My colleagues in the postpartum clinic, and many in the community, all do the heel sticks with baby at breast, which also gives us an easy opportunity to discuss any problems the mother is experiencing, or just to observe without them feeling like they are on display having their breastfeeding technique scrutinized.  But I think I am the only one who is too lazy to make a heat pack for the baby's foot for the sake of four good-sized drops of blood.

The other nice thing that happens is the mother often realizes for the first time that breastfeeding is more than food, and that she has what her child needs.  For some of them it is the first time they have supported their child through something they thought would be difficult, and if it is a good experience, it bolsters their confidence as parents.

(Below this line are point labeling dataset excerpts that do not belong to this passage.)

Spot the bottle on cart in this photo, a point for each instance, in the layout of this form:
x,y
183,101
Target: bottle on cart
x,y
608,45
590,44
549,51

Some of our lab techs have seen how well this works from a purely technical standpoint and they encourage mothers to breastfeed the baby during heel sticks.  If you observe when babies start to show signs of distress in connection with old-fashioned blood sampling, you realize that many of them are crying before you get anywhere near their foot.  Being taken away from the arms of their mothers is worse than the actual lancet stick.  Anyone observing what happens in our practice would be unconcerned about the baby connecting any trauma with breastfeeding, because *no trauma occurs*.   Babies almost always cry when we take their clothes off and weigh them, and almost never when we take blood samples.

Since breastfeeding is something the baby experiences all the time, in all kinds of places and circumstances, while PKU testing happens once, I am not worried that the baby will connect the trauma of a heel stick with breastfeeding.  I might consider it differently if the baby were undergoing many many blood tests over days and days, and was offered the breast just before each one of them, but I don't see those situations.